The Richmond Register

July 12, 2013

Board adopts policy to change compulsory attendance age to 18

External booster programs must now buy liability insurance

By Crystal Wylie
Register News Writer

MADISON COUNTY — The Madison County School Board voted 5-0 on Thursday to adopt a policy that would change the compulsory high school attendance age from 16 to 18 effective in the 2015-16 school year.

The board did not have a chance to fully discuss the policy prior to Thursday’s meeting and had pulled it from a motion that would adopt all of the annual board policy updates.

Board member Becky Coyle asked to hold off on adopting the policy so the board could gauge community sentiment on the decision.
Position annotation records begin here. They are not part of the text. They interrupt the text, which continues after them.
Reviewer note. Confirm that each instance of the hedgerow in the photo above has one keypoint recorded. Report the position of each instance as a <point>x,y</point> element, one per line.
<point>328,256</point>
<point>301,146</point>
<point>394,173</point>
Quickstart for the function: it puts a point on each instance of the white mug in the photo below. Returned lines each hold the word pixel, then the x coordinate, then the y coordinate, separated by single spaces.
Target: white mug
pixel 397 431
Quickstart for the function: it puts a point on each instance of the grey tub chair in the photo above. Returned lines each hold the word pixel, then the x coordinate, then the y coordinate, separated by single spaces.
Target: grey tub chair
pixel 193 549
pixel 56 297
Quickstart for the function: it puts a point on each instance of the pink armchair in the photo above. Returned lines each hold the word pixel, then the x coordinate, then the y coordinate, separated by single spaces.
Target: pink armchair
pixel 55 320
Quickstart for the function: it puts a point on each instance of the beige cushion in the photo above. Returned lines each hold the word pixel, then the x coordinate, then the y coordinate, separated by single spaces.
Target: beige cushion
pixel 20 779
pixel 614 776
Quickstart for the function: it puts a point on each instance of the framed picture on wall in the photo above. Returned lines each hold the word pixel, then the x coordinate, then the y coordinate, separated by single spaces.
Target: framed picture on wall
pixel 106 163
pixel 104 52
Later in the meeting, however, board chair Mona Isaacs remembered that the deadline for a $10,000 dropout prevention grant was Monday, and that the board would have to vote on the policy that night to qualify. She called for a vote, and the policy was adopted after a short discussion.

Following passage of Senate Bill 97 this year, the Kentucky Board of Education asked local districts to raise the compulsory attendance age and offered a monetary incentive.

According to a provision of the law, after 55 percent of districts have adopted the policy (96 out of 173), the remaining districts will have to sign on within four years. So in April, the KDE offered a $10,000 grant for drop-out prevention to the first 55 school districts that adopted the policy. It later changed the number of grants to 96 during its “Blitz to 96” campaign.

Board member John Lackey said he was “prepared to go either way” on adopting the policy, but would be “happy to pick up $10,000” if the grants were still available.

He said many people he has talked to oppose the compulsory age increase because “if they (students) don’t want to learn, let them go.” People also are worried about the cost of keeping students in school and making special accommodations for them, Lackey said.

Interim superintendent Randy Neeley said the biggest concern with keeping children in school who do not want to be there is the cost, but with the district having fewer than five dropouts last year, that would not be a problem.

Lackey agreed that as long as the number of dropouts remains low, the board could fund special provisions for those students.

In 2011-12, the district had only six dropouts, down from 51 the year before. However, the number of dropouts had numbered in the 80s during previous years.

June 25 was the first day local boards could adopt the new standard, and 58 districts voted to implement the policy within the first 48 hours; 75 districts adopted the policy in the first week, according to a July 10 press release from Gov. Steve Beshear’s office.  

In that release, Education Commissioner Terry Holliday said there were no more planning grants available from the KDE, but he encouraged all districts to pass the policy this year.

But, through conversations with Gov. Beshear’s office, Neeley said he had the impression more funding would be made available to any district that passed the new policy by the July 15 deadline.

Other policy updates adopted include a state-mandated change to external booster programs that are not a part of school activity funds. Those programs must now procure liability insurance.

Chief financial officer Debbie Frazier said the advantage of being an external booster program is the flexibility with how their money is spent. Internal booster programs must have expenditures approved through the district.

Something as small as buying plates and cups for a fundraiser could be quite “cumbersome” if the funds were coming from an internal activity fund, Frazier said.

She said the new policy could deter external booster programs from continuing or it may push them into merging with internal programs. Internal boosters are covered under the district’s insurance as long as the board approves each expenditure and activity, she said.

The board also changed the wording of a policy that provided guidelines for determining a superintendent’s salary. Lackey said he preferred the use of “may” instead of “shall.”

Another state-mandated policy change affected the entrance age of preschool students.

Beginning in 2017, preschools must accept children “at risk of educational failure” who turn age 4 by Aug. 1, instead of the current policy of Oct. 1. As in the past, all other preschool positions are filled as they become available.

Food service supervisor Emily Agee announced the price of school lunch would increase by 10 cents for paying students to $2.25 and staff/adults to $3.25.

She said the price increase is a result of the Healthy, Hunger-Free Kids Act of 2010 that requires districts to gradually implement healthy food changes to school menus.

The goal is to eventually increase the price to a maximum of $2.59 (or $3.59) over the next few years, she said. If the board did not comply with the school lunch price change, the district would not receive reimbursement from the United States Department of Agriculture for school lunches.

The price of reduced breakfast and lunch remains the same, 30 cents and 40 cents respectively. Agee said this price has been the same in the 21 years she has worked for the district.

The district’s new human resources director Dustin Brumbaugh announced that there would be no changes to employees’ dental plans, only revisions that would ensure it would remain a tax-exempt fringe benefit.